Interview mit dem Generalsekretär von Ví­a Campesina

Der Honduraner Rafael Alegria ist Generalsekretär der internationalen Bauernorganisation Vía Campesina.
| von Rogéria Araujo (Nacherichtenpool Lateinamerika)

 

npl: Hat die internationale Vía Campesina- Konferenz, die Mitte Juni im südbrasilianischen Bundesstaat São Paulo stattfand, ihre Erwartungen erfüllt?

Rafael Alegria: Es war ein großer Erfolg, sowohl quantitativ wie qualitativ. Über 500 Delegierte aus rund 80 Ländern waren anwesend. Im Zentrum der Diskussion stand die Rolle, die internationale Organisationen wie die Weltbank, der IWF, die Welthandelsorganisation WTO und mittlerweile auch das System der UNO - namentlich die FAO (Ernährungs- und Landwirtschaftsorganisation der UN) und die Unctad (UN-Konferenz für Welthandel und Entwicklung) - inne haben. Unsere Konferenz verurteilte explizit das Wirtschaftssystem, das diese internationalen Finanzorganisationen durchsetzen wollen.
Bei Vía Campesina sind wir uns darüber bewusst, dass es inzwischen sehr viele unterschiedliche soziale Bewegungen gibt, von denen einige sogar mit Weltbank und IWF zusammenarbeiten. Mit solchen Gruppen ist eine Allianz für uns ausgeschlossen. Zugleich zeigte sich während der Konferenz, dass unser "Weltweites Netz Sozialer Bewegungen" (Rede Mundial de Movimentos Sociais), das vor eineinhalb Jahren in Porto Alegre gegründet wurde, durchaus in der Lage ist, eine gemeinsame Agenda für den Kampf gegen das neoliberale Modell zu formulieren.
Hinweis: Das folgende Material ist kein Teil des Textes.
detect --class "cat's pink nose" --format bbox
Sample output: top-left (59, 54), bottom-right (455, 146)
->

npl: Wie beurteilen Sie die Unctad-Konferenz, die zur gleichen Zeit in der Stadt São Paulo stattfand?

Rafael Alegria: Wir haben uns von der Unctad-Konferenz mehr erwartet. Sie machte einen ängstlichen Eindruck, offenbar halten die meisten Delegierten eher zur WTO und zu den multinationalen Unternehmen. Angesichts dieses Verhaltens ist die Position der UNO schwer auszumachen, da sie in der Vergangenheit leider eher den Interessen der Industrieländer gedient hat, statt die armen Länder zu unterstützen.

npl: Welche Rolle spielt das Thema Agrarreform bei Vía Campesina?

Rafael Alegria: Vor allem in Lateinamerika ist die Agrarreform ein zentrales Problem. In Ländern wie Brasilien, Kolumbien oder Guatemala sind die Probleme des Landbesitzes sogar extrem. Da diese Fragen bislang nicht gelöst wurden, plädieren wir bei diesem Thema für eine kontinentale und darüber hinaus globale Strategie. Bereits vor vier Jahren startete Vía Campesina eine globale Kampagne für die Agrarreform, die vor allem eine Unterstützung der Bewegungen im Kampf um Land beinhaltet. Das bedeutet auch Opposition zur Weltbankpolitik, die die Landfrage mittels des Marktes lösen will. Die Frage der Agrarreform ist auch deswegen so wichtig, weil sie nicht nur Kampf gegen Armut bedeutet, sondern auch ein Mittel ist, die Bauern aus der Isolierung, aus der Diskriminierung herauszuholen.

npl: Was unternimmt Vía Campesina, damit die Agrarreformen vorangebracht werden?

Rafael Alegria: Zur Umsetzung einer Agrarreform ist der politische Willen der Regierungen notwendig. Aber die meisten Regierungen in Lateinamerika sind neoliberal ausgerichtet, weswegen darf von ihnen keine Initiative in dieser Richtung erwartet werden. Deswegen bauen wir auf die sozialen Bewegungen, die momentan immer stärker werden. Und es ist gelungen, uns auf regionaler, kontinentaler und globaler Ebene zusammenzuschließen. Wir hatten auch auf eine radikal fortschrittliche Agrarpolitik der Regierung Brasiliens unter Präsident Lula gehofft, was aber nicht eintrat. Dennoch, wenn in Brasilien eine Agrarreform versucht wird, kann dies ein Beispiel für andere Länder sein.
Mit Ausnahme von Bolivien in den 50-er Jahren und später Chile gab es in Lateinamerika nie Initiativen von Oben in Richtung Agrarreform. Jeder Schritt in diese Richtung wurde nur durch Mobilisierungen, Widerstand und Besetzungen erreicht. Deswegen halten wir die Strategie der brasilianischen Landlosenbewegung nach wie vor für den richtigen Weg: Widerstehen, besetzen, produzieren.